Dans l’assemblée, on retrouve les « plus pratiquants des fidèles ». Ce « ne sont pas des délinquants ». Ils viennent chercher dans l’office « une force ». On aperçoit une mère et ses deux filles, un bébé dans les bras de sa « maman », un père et son fiston, des étudiants, des couples de quinquagénaires, plus de femmes que d’hommes. Et beaucoup de personnes âgées. « Elles s’abstiennent de voir leurs petits-enfants, elles se privent de leur famille mais se rendent à la messe qui est vitale pour elles », observe le clerc.

Avant d’enfiler sa chasuble, il patiente sur le parvis, saluant les fidèles tout en égrenant son chapelet. Il recense aussi le nombre d’entrants avec un compteur manuel de poche. « Au-delà de 90-100, je ne laisse plus entrer. On ne s’entasse pas. Ce n’est pas parce qu’on est dans l’illégalité qu’on n’a pas le sens des responsabilités », martèle-t-il. Certains sont là grâce au bouche-à-oreille. D’autres se souviennent que leur curé, « avant le reconfinement », s’était engagé, lors du dernier office autorisé, à poursuivre les célébrations publiques malgré l’interdiction.

La messe commence par une prière. « Je confesse à Dieu tout-puissant, je reconnais devant mes frères que j’ai péché… » Il n’y a pas de cantiques. C’est une messe basse, non chantée. « A la fois pour être discrets et parce que les chants sont plus risqués en matière de contamination », précise l’ecclésiastique. Dans son homélie, il évoque l’actualité tout en plongeant dans un passé lointain.

« Les épidémies de peste étaient autrement plus graves que la pandémie actuelle. On n’arrêtait pas la messe pour autant, on poursuivait les sacrements », lance-t-il. Et de finir son sermon : « Les sacrements, comme la charité, sont nécessaires au salut. » Une bonne âme assure la quête. On n’entend pas les pièces qui s’entrechoquent. Dans le panier, on dépose plutôt des billets. Les croyants se souhaitent « la paix du Christ » sans se serrer la main, mais avec un signe de la tête.

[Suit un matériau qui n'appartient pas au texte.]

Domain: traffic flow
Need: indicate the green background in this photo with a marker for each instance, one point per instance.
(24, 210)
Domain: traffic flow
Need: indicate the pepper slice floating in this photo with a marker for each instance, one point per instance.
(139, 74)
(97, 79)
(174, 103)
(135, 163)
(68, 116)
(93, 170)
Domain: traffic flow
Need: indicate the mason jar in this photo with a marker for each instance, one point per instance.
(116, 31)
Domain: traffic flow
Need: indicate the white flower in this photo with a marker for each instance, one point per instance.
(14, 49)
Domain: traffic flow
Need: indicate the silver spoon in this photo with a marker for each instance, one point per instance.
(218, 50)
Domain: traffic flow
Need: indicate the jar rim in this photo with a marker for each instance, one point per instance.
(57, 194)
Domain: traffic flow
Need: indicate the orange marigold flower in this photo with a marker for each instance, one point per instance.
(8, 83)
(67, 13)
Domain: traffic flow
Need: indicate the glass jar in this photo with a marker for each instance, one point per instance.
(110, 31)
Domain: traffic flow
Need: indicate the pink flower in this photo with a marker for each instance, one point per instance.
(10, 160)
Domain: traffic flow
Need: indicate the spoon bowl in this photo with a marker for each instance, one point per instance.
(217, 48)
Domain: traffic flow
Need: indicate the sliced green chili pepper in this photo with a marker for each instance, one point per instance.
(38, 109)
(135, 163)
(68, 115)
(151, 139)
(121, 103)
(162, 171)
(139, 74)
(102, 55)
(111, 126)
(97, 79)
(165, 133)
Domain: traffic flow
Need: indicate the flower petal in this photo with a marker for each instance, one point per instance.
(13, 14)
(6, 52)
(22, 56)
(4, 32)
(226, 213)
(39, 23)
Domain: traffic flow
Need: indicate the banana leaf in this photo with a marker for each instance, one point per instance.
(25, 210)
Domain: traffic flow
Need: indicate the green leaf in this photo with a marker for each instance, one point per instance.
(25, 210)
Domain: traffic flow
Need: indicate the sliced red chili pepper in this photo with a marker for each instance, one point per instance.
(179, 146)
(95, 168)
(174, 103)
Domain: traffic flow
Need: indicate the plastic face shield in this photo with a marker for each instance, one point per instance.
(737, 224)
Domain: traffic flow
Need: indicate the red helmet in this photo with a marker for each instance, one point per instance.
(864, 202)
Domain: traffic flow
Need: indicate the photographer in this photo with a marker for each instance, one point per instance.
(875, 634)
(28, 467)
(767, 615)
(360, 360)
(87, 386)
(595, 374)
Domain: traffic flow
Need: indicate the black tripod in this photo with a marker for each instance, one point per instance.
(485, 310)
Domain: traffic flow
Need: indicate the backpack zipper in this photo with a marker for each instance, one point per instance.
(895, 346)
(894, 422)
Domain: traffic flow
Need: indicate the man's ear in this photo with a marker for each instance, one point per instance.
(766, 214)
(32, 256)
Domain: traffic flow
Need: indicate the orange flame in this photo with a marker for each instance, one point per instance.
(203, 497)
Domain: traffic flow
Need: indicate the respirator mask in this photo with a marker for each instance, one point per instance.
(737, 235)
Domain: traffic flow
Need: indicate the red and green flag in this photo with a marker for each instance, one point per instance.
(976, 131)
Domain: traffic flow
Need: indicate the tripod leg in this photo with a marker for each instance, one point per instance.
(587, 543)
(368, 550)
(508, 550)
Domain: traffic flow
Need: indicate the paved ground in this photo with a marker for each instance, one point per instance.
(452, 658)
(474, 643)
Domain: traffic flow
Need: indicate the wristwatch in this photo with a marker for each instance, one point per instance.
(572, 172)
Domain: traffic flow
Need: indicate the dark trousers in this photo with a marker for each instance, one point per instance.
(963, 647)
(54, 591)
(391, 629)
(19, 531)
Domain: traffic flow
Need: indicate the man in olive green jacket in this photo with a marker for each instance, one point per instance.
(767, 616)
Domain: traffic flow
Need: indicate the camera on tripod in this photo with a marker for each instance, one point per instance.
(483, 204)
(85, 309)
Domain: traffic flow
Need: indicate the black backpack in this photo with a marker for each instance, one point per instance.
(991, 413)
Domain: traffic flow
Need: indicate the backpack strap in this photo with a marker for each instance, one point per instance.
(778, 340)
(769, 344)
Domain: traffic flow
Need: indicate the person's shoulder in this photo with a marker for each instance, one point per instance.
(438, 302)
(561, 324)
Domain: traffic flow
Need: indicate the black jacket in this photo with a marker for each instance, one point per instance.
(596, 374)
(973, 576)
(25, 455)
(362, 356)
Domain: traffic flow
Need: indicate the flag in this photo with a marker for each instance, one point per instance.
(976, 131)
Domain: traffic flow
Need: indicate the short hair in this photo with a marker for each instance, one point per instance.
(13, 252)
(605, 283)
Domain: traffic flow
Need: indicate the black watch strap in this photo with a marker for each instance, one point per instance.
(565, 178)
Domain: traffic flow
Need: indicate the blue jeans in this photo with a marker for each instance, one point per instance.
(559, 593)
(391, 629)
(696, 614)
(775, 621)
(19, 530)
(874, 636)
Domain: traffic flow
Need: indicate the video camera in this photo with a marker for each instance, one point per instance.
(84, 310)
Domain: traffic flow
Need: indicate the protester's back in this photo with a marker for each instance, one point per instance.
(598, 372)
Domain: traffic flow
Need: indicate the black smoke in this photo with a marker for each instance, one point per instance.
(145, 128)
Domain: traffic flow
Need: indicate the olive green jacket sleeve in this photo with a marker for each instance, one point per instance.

« Heureux les invités au repas du Seigneur », convie le curé. Au moment de la célébration de l’Eucharistie, face aux cierges allumés sur l’autel, il met alors son masque et se frotte les mains avec du gel hydroalcoolique. Il est accompagné par deux laïcs pour donner la communion dans la main des participants, et jamais à la bouche. L’office, plus court que d’habitude, s’achève au bout de 35 minutes. « Allez dans la paix du Christ », conclut le maître des lieux qui ne s’attarde pas à l’intérieur de l’édifice.

Les troupes catholiques se dispersent discrètement, par petits groupes, via les deux sorties dont une seulement connue des initiés. « On a de la chance d’avoir cette messe, il faut la savourer », témoigne une vieille dame au moment de retrouver l’air frais. Mais d’ajouter : « On est comme si on faisait quelque chose de mal, c’est abominable cette sensation… »

Le curé, lui, dit adieu à ses ouailles sur le parvis. « Merci padre ! », encense une paroissienne. En enfreignant la loi, « le berger et ses brebis » risquent une amende pour non-respect du confinement, mais aussi une fermeture du lieu de culte par les autorités. « Le risque, c’est aussi de perdre mon boulot, que mon évêque m’interdise de célébrer et que cela crée des divisions », redoute-t-il.

A la Conférence des évêques de France (CEF), « on réprouve ces pratiques qui sont illégales ». « Je trouve ça stupide d’ignorer la loi alors que nous devons montrer, nous aussi catholiques, que nous participons à la lutte contre l’épidémie. Cela jette un soupçon sur l’ensemble de l’Église », regrette son porte-parole Vincent Neymon."